Bu, farklı bir hipotez lakin başparmaklar ve aletler bir vakitler düşündüğümüz üzere iç içe olmayabilirler de. Gerçekte, birinci beşerler, başparmakları bizimkine dönüşmeden çok daha evvelce de alet yapmış ve kullanmış olabilirler.
DEĞİŞİMDEN EVVEL DE TAŞ ALETLER KULLANIYORLARDI
Yayınlanan yeni bir araştırma, kavrayıcı başparmağın yaklaşık 2 milyon yıl evvel geliştiğini ve eski insanların bunun gerçekleşmesinden evvel de taş aletler ürettiğine dair deliller ortaya çıkardı. Son yıllarda, günümüzden iki ilâ üç milyon yıl evvel yaşayan homininilerin (insansıların/ç.n.) birinci örneklerinden biri olan Australopithecine tipi, arkasında alet kullanımına dair dolaylı delilleri bırakan birinci beşerler olarak öne çıkmaya başladı. Yeni araştırma, o vakitler, bizimkine kıyasla başparmakların şempanzelerinkine daha fazla benzediğini ortaya koyuyor.

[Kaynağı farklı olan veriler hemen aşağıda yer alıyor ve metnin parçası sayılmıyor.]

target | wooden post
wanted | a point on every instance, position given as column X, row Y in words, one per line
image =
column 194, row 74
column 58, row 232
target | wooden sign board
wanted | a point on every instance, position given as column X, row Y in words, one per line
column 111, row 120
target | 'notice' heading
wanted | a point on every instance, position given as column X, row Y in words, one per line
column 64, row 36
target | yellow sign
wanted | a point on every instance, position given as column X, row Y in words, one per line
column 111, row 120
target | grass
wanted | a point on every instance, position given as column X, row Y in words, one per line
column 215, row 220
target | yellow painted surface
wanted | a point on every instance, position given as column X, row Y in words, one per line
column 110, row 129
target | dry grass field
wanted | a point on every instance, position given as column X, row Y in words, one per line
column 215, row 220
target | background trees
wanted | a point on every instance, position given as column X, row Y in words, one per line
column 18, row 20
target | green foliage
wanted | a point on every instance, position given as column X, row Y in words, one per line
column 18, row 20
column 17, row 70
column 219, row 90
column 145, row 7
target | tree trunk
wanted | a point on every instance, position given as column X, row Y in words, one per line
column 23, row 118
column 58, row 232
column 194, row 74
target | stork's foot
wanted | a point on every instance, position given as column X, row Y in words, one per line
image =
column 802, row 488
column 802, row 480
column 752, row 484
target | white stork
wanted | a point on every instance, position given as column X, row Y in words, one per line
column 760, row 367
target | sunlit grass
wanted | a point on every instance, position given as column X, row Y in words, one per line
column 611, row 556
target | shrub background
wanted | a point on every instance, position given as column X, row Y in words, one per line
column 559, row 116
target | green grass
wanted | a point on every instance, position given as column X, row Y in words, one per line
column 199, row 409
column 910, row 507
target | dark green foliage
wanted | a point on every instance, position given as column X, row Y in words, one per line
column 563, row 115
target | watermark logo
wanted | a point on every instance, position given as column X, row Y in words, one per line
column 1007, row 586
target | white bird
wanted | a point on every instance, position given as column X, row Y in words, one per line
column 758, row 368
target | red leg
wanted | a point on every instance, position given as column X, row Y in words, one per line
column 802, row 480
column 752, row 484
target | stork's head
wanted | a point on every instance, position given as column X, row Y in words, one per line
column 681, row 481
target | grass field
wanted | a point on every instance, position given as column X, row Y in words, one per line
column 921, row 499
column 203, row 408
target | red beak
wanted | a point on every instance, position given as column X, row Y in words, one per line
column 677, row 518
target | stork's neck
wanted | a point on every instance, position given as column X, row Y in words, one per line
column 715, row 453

Araştırmacılar, Australopithecinelerin primat atalarına kıyasla daha iyi bir el marifetine sahip olduğunu söylüyorlar. Buna rağmen, elleri çağdaş beşerlerle tıpkı biçimde orantılı olsa da başparmakları günümüzde sahip olduğumuz aktif kavrama hünerine sahip değildi.
Almanya’da bulunan Tübingen Eberhard Karls Üniversitesi’nden paleoantropolog Katerina Harvati, “Verimli bir başparmak kavrayışı halindeki el hünerinin gelişmesi, soyumuzun birinci tanımlayıcı özellikleri ortasında yer alıyordu ve cetlerimize dayanılmaz bir ahenk sağlama avantajı sağladı” diyor.
“Homo cinslerinde görülen bu daima ve yüksek el hüneri seviyeleri, insan biyo-kültürel evrimi açısından başparmak kavrayışının ahenk sağlamaya dair büyük kıymetinin bir göstergesi” diye ekliyor.
ESKİ FİKİRLERİ ÇÜRÜTÜYOR
Kavrayıcı başparmaklarımızın bir formda insan üretimi aletlerin evriminde rol oynadığı fikri yıllardır konuşulmaktaydı ancak şu ana dek insanlık tarihinde tesirli biçimde başparmak kullanımının birinci ne vakit ortaya çıktığını ve bunun bizim alet üretme konusundaki gelişimimizle nasıl eşleştiğini şimdi tam olarak anlayamamıştık.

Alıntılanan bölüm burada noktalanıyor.